Herr Muss trat in mein Leben. Er war auf einmal da und ich begriff sehr schnell, dass es einfach ohne ihn nicht ging.
Ich konnte mir noch so viel Mühe geben, nur ich selbst zu sein, zu tun und zu lassen, was ich will, Herr Muss war dann einfach anwesend. Oh, was habe ich ihn verflucht! Stets war er unaufgefordert an meiner Seite und dann habe ich doch Dinge getan, zu denen ich eigentlich gar keine Lust hatte.

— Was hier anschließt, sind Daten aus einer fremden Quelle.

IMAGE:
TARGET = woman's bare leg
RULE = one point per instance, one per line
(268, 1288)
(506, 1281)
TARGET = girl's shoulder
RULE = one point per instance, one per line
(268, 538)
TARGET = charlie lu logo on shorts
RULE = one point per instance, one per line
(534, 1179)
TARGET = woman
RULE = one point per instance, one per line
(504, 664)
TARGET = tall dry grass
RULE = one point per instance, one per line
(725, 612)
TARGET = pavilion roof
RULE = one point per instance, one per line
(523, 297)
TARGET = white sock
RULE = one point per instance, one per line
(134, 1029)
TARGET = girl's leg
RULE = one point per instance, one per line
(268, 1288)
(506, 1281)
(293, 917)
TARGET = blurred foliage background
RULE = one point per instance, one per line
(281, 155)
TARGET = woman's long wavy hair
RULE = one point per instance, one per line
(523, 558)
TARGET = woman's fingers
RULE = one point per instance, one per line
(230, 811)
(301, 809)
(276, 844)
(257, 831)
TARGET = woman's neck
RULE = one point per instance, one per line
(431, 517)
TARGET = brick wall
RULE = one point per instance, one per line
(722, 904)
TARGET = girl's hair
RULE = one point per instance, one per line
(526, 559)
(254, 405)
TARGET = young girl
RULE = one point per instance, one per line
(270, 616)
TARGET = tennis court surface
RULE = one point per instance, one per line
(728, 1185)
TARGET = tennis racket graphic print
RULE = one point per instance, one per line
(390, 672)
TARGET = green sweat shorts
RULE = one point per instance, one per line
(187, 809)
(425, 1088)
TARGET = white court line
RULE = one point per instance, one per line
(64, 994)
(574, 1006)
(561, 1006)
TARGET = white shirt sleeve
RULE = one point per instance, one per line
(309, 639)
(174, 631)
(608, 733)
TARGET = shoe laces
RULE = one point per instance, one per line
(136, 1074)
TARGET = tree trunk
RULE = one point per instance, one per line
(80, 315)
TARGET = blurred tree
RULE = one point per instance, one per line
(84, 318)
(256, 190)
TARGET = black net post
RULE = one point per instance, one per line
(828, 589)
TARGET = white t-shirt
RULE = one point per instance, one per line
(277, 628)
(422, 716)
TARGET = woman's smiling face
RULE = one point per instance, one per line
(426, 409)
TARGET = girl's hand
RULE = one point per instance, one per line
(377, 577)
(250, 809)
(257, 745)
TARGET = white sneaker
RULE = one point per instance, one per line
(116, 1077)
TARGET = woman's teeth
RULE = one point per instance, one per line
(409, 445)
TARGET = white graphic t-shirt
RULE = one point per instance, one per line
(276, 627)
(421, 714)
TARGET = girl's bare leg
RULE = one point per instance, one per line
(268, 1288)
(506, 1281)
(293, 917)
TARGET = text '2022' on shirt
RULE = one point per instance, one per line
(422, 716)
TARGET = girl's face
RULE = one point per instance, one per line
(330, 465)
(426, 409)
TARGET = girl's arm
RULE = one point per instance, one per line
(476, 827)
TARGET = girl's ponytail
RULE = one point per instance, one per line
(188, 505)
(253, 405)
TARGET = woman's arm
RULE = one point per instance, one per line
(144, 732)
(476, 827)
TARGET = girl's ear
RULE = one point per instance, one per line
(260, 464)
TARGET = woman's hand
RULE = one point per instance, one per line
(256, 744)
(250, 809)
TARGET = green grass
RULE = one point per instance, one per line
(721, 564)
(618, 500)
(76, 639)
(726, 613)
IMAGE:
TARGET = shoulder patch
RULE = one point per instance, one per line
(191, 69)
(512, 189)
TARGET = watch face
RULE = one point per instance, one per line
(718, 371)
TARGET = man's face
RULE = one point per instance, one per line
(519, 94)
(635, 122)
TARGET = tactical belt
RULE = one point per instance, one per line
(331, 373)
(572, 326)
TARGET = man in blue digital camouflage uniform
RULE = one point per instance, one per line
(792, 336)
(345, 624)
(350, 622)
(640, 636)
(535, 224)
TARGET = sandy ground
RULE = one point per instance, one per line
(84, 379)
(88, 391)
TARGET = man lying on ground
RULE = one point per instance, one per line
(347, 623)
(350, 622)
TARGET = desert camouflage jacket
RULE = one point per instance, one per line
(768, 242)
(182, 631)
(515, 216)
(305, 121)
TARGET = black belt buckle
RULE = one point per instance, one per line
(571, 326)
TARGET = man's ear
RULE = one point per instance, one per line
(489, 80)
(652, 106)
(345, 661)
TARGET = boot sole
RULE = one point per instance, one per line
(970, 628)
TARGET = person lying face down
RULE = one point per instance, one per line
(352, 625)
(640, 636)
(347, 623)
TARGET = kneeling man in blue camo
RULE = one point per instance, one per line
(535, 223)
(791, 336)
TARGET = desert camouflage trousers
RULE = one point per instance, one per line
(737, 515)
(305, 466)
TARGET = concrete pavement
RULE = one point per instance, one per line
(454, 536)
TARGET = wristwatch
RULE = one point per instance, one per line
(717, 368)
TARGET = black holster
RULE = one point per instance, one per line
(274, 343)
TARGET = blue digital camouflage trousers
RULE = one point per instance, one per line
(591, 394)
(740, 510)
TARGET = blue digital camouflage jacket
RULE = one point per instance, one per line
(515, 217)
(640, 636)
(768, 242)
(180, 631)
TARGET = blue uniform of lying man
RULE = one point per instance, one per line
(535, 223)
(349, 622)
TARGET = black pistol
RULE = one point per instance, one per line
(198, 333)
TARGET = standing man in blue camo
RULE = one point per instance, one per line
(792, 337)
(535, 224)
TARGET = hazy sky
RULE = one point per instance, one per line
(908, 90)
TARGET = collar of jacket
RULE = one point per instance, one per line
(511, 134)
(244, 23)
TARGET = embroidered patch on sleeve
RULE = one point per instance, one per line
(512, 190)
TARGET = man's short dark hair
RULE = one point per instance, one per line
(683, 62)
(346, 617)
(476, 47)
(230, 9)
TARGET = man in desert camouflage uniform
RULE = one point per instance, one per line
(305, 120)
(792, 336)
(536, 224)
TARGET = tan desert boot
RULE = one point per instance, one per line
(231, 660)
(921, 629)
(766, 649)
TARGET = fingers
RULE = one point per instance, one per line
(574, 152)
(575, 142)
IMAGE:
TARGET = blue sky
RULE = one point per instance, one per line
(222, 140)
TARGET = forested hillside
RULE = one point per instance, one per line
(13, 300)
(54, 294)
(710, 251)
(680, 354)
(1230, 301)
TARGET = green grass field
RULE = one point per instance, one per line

Worte wie: „Einsicht in die Notwendigkeit“, kamen mir in den Sinn. Wie abgedroschen war das denn? Und doch dachte ich oft darüber nach, worin der Sinn in diesen Worten lag.
Herr Muss hat mich so manches Mal davon überzeugt, dass man nicht einfach so, ohne ihn, in den Tag leben kann.
So begann dann mein Leben als Hausfrau, Tischler, Tapezierer, Koch, Wäscherin… Na ja, mir würden da bestimmt noch mehr Berufe einfallen, doch fürs Erste genügte das ja auch. Und hinter allem stand Herr Muss. Ich denke, ich brauche nicht erwähnen, was wäre, wenn ich mich nicht um all die Dinge des täglichen Lebens kümmern würde, obwohl ich keine Lust dazu hatte. Ich möchte es mir nicht einmal vorstellen.
Und so begann ich heute meinen Tag dann mit dem, was ich mir vorgenommen hatte. Und Herr Muss verschwand mit einem Lächeln.
„Ja, lächle du nur. Ich weiß, du hast gewonnen. Doch eigentlich ist der Gewinn auf meiner Seite.“, dachte ich bei mir.
Herr Muss erschien sogleich wieder: „Das musst du mir aber genauer erklären!“ Ha, ich musste nicht, ich wollte:
„ Das ist doch ganz klar, wenn du mir nicht auf die Nerven gehen würdest, dann würde ich in den Tag hineinleben, mich um nichts kümmern und letztlich würden Tage vergehen, die einfach sinnlos wären und ich hätte nichts von dem erreicht, was mir letztendlich Freude bereiten würde. Ganz im Gegenteil, ich würde mein Umfeld vernachlässigen und schließlich mich selbst aufgeben. Also habe ich gewonnen, ist doch logisch!“
„Ok., dann brauchst du mich ja nicht mehr…“ Er wollte sich schon aus dem Staube machen, als ich noch rief: “Irrtum, Herr Muss, Freundschaften soll man pflegen und du bist ein unentbehrlicher Freund!“
Herr Muss lächelte und schaute mich zum ersten Male freundlich an.